Thievery Corporation DJs Eric Hilton and Rob Garza have been mixing it up since 1995, blending genres (trip-hop, funk, soul, lounge, reggae) and regional styles (Brazilian, Indian, Middle Eastern) with the work of guest musicians to create a sound that is dancey without being doof, and international without being ‘world music’. Culture of Fear is the duo’s sixth studio album, and while some hard-core fans have complained that it lacks the diversity of previous albums there is still a lot of sumptuous sound to revel in here.
First track Web of Deception begins with a bouncy funk beat that drops down to a smoky electro lounge sigh before picking up again with some soul and the sing-along lyrics “why can’t you see that they always will deceive”. Culture Of Fear features characteristic groovy beats and vocals of rapper Mr. Lif. Beginning with the words “Seems to me like they want us to be afraid man. Or maybe we just like to be afraid,” Mr. Lif goes on to discuss home repossession, supposed terrorist attacks, technology dependency and other social threats that may or may not be cause for concern, but the up-beat music presents his message with a sense of hope rather than despair. Among the dreamy and soulful vocals that populate the rest of album Mr. Lif’s direct approach is a real ear-opener.
Persian ingénue Loulou provides the vocals on Take My Soul. Despite the vaguely masochistic lyrics (“you’re the cure I’m looking for. Take my soul – I don’t need it any more”) this track sounds as though it’d be right at home on a Lazy Sunday compilation. Loulou’s dreamy vocals also make an appearance on Where It All Starts and Safar. In Persian, the lyrics of Safar (which apparently translate as “Why don’t you open your eyes? I miss you. Why do I miss you? Where did you guys go?”) sound a lot more mysterious.

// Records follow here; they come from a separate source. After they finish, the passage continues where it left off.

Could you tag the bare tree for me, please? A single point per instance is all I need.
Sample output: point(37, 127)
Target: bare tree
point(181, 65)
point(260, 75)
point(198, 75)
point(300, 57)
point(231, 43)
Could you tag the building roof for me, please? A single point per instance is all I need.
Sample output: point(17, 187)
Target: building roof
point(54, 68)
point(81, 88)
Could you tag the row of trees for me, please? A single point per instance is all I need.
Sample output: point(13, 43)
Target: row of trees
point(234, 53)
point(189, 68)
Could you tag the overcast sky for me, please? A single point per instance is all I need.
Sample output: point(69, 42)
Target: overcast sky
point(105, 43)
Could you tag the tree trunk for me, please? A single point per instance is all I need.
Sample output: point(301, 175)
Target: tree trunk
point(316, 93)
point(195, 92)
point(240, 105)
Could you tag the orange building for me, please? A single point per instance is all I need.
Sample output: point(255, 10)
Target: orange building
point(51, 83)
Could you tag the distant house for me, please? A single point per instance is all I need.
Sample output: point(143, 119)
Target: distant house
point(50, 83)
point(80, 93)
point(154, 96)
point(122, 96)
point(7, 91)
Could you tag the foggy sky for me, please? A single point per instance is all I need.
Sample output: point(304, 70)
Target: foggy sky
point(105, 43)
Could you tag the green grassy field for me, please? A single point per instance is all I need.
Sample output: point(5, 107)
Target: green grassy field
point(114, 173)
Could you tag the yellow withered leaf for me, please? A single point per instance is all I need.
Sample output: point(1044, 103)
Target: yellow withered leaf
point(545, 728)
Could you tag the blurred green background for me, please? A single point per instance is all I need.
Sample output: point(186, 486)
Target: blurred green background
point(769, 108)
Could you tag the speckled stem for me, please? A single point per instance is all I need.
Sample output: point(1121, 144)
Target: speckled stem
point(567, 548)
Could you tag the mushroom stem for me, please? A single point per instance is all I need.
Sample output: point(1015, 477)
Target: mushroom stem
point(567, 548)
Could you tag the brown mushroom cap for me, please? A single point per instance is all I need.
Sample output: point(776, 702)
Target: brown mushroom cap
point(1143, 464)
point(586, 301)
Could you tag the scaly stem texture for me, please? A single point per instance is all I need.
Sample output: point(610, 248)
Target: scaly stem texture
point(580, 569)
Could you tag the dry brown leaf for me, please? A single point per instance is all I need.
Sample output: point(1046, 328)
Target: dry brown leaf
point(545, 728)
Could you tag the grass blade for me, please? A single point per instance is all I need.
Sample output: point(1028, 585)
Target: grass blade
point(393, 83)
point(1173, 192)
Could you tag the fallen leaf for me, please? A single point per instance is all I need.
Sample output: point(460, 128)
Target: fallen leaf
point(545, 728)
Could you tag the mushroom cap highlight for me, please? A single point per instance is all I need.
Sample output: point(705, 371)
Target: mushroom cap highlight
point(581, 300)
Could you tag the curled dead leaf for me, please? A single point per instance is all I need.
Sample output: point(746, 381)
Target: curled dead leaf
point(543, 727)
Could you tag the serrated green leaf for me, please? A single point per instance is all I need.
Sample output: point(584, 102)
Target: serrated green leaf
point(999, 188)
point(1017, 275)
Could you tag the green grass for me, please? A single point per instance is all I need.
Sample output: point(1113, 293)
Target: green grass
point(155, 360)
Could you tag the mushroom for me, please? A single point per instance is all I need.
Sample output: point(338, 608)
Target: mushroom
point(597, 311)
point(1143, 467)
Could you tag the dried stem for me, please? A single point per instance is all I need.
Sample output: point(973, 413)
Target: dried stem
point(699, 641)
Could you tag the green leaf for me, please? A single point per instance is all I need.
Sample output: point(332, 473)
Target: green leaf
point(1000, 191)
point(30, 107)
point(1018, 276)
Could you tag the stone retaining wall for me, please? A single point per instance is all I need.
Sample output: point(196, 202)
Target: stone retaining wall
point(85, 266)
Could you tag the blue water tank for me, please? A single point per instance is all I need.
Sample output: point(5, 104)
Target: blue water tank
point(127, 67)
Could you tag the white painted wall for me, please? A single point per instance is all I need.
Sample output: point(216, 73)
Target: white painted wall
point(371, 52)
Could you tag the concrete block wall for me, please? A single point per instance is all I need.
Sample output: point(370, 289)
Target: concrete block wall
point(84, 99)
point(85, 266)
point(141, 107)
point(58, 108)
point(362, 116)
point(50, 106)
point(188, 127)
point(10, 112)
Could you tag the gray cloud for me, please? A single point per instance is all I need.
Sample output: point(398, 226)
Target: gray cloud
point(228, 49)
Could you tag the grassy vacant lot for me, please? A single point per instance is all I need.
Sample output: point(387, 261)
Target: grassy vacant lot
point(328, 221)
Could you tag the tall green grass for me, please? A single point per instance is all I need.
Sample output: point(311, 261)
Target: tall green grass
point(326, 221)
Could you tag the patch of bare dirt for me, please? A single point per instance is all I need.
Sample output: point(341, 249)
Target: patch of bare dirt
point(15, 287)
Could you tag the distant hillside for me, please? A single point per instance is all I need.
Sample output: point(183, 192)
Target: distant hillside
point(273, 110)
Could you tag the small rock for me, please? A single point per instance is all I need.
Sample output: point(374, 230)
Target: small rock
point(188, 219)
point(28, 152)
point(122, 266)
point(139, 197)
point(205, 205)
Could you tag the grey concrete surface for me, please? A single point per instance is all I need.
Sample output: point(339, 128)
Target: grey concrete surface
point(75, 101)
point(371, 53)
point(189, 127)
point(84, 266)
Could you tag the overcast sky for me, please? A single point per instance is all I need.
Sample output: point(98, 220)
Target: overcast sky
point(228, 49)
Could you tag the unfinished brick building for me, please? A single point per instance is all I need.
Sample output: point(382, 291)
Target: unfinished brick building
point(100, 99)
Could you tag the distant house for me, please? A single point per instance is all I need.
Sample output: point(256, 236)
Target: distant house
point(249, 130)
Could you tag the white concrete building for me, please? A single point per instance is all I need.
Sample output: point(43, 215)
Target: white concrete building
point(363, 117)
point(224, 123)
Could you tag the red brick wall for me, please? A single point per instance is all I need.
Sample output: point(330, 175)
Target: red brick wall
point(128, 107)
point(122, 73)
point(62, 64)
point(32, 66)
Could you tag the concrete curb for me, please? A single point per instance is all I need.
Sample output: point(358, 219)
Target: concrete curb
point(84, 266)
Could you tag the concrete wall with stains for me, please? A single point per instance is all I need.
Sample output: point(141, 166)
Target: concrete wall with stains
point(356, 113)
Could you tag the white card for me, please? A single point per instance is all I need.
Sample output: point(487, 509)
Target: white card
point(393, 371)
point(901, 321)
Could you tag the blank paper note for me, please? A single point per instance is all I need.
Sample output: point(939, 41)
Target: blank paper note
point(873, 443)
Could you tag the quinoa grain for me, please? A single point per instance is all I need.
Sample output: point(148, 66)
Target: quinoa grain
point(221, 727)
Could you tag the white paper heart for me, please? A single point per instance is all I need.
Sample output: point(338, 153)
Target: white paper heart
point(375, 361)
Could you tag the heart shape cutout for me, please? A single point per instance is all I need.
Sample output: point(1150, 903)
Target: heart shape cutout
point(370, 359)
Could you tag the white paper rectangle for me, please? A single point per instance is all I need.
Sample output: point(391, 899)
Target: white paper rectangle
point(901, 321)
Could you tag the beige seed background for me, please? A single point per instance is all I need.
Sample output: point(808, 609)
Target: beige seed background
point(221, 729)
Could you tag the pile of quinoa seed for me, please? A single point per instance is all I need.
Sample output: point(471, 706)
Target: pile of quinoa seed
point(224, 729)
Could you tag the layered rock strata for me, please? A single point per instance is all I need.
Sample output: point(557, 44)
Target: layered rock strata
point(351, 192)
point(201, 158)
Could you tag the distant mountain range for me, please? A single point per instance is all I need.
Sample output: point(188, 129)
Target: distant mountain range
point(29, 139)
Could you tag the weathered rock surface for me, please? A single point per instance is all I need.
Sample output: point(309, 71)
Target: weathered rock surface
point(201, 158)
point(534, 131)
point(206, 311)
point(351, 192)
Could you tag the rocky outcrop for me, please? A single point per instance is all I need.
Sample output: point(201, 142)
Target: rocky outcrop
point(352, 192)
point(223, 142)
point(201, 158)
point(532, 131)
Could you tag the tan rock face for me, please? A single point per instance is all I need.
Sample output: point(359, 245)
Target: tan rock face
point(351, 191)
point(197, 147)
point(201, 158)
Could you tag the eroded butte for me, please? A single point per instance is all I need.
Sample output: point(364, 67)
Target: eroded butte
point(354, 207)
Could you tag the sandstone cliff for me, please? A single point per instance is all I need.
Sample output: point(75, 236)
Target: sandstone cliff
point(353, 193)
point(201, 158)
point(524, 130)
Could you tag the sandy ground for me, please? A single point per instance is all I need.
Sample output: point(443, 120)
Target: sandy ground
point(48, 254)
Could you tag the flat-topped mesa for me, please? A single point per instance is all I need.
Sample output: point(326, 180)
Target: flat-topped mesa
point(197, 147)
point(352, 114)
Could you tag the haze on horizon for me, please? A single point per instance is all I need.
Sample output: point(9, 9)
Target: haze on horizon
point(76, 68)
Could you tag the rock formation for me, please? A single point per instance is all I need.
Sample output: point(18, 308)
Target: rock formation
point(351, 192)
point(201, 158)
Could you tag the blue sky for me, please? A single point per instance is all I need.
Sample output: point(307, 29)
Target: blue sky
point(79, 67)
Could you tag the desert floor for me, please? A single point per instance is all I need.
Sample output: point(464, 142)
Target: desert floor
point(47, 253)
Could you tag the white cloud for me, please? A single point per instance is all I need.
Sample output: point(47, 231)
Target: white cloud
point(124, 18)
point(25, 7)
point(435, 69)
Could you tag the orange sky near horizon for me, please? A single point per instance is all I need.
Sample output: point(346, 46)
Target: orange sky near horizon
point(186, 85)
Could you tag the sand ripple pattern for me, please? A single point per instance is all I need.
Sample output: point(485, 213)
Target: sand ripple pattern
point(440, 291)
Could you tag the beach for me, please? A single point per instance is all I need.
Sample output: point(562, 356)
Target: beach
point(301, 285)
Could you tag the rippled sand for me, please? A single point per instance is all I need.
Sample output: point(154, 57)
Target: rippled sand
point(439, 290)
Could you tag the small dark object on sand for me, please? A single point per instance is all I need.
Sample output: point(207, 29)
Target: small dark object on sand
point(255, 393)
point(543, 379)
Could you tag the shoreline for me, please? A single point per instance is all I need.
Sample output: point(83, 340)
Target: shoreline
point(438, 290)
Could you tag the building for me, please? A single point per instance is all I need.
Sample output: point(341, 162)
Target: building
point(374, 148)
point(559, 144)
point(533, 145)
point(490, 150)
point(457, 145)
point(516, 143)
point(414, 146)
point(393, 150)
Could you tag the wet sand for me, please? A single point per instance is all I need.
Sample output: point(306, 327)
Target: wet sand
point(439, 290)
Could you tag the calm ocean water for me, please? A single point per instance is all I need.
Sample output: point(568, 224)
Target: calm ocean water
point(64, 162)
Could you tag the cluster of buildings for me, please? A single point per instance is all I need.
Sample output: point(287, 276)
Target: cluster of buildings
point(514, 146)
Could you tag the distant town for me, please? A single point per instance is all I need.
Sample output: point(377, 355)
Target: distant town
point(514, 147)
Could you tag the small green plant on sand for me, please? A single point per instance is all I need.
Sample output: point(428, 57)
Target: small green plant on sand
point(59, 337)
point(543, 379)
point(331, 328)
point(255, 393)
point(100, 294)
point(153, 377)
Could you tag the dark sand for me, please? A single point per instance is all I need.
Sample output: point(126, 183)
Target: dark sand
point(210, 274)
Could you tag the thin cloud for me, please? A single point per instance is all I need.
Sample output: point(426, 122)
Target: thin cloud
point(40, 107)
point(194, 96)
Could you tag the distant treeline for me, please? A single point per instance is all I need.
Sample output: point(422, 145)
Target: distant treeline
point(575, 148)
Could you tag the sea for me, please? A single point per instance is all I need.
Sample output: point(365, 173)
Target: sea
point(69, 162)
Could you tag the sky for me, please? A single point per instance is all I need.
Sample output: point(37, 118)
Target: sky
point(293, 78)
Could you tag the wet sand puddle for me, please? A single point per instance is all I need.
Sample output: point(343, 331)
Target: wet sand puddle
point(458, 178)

Nigerian artist Sleepy Wonder provides vocals for the deep reggae beat of Stargazer, and vocalist Ras Puma adds a rasta layer to False Flag Dub and the classic reggae sound of Overstand. Is It Over takes us into darker territory with some grimy beats and vocals from Bitter:Sweet’s Shana Halligan’s that almost rival Beth Gibbons’ for trip-hop despair. Singer Kota breathes some vocals, ranging from pop to rap, over the closing track. Like an exotic bird in a cage, Kota sounds too depressed to be genuinely Free. Elsewhere spacey sounds circle over luscious beats on instrumentals such as Tower Seven.
All this wrapped up in a digipak so sexy you might want to take it to bed.